The memorial project was included in the Town Common Master Plan, a phased effort to update park facilities. The contract to implement the plan awarded to Rhodeside and Harwell, which hired the architectural firm Perkins and Will to complete the design work for the gateway project. Perkins and Will designed the National Museum of African American History in Washington, D.C., Emancipation Park in Houston and similar projects in Charlotte and Raleigh.
About 50 people attended the input session when the firm introduced its two designs, “Walls” and “Gateway.” Twenty-two participants voted on the designs and left comments.
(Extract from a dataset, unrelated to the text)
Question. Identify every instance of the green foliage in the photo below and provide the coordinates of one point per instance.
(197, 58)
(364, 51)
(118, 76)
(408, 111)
Only one voted for Gateway, 17 for Walls, and four voted to combine the concepts.
“Walls” was inspired by the idea of music and the former layout of the church, said Michael Stevenson, a designer with Perkins and Will.
He said the design team found an old floor plan of the church and tried to create a design reminiscent of that plan. The design mimics the entryway of the church, the central community area where pews once stood and the altar and choir area near the back. Interspersed throughout this design would be walls of varying height and width, on which the story of Sycamore Hill would be presented.
“Gateway” got its inspiration from the sense of sanctuary the church once offered.
Stevenson said the team started this design by looking at the original shape of the church, then created an overhead structure in that likeness. This concept would be more closed off than the other, in hopes of creating a sense of security.
Both designs feature a tower.
The “Walls” concept has a tower in the former location of the original bell tower. The modern recreation, which could feature stained glass, is meant to evoke the sense spirituality and prominence the towers once played, Stevenson said.
The tower in the “Gateway” concept would be located on the corner and serve as an extension of the structure. Both designs also incorporate 22 walls, benches or elements in homage to the 22 original founders of the church, as well as a terrace viewing area that faces the river.
Recreation and Parks Director Gary Fenton said the council will be presented both design concepts, as well as the preference for design one. He said the firm is waiting to receive input from the council before finalizing their design and moving forward.
"I don’t think there are going to be any momentous changes, but some tweaks based on the feedback so far,” said Fenton.
Original cost estimates hovered around $2 million — $1.6 million for construction, $260,000 for general contractor and bond fees and a 5 percent contingency fund of $100,000 — though the estimate is expected to change as the design is altered.
The Town Creek Master Plan and the contract with Rhodeside and Harwell also includes a restroom facility for the park. Original estimates for the project were $500,000 but according to a memo sent to the council by Fenton, adjustments to designs have lowered the estimated cost to $300,000. That project is expected to be complete and open to the public in the spring.
The council also is scheduled to discuss the future of Bradford Creek Public Golf Course at the meeting.
The council voted June 5 to negotiate a contract with Billy Casper Golf Company to take over management of the course from the Recreation and Parks Department. The possibility of hiring a marketing firm instead emerged during a closed session discussion last month.
District 5 Councilman P.J. Connelly, who originally asked the council to consider private management, said Wednesday he suggested during the closed meeting that hiring a marketing firm might be a better idea.
Better marketing could help the course increase business and decrease its cost to the city without relinquishing city control, he said.
Officials said Thursday’s discussion on the course likely will focus on whether to continue negotiations with the management firm or seek proposals from local marketing firms.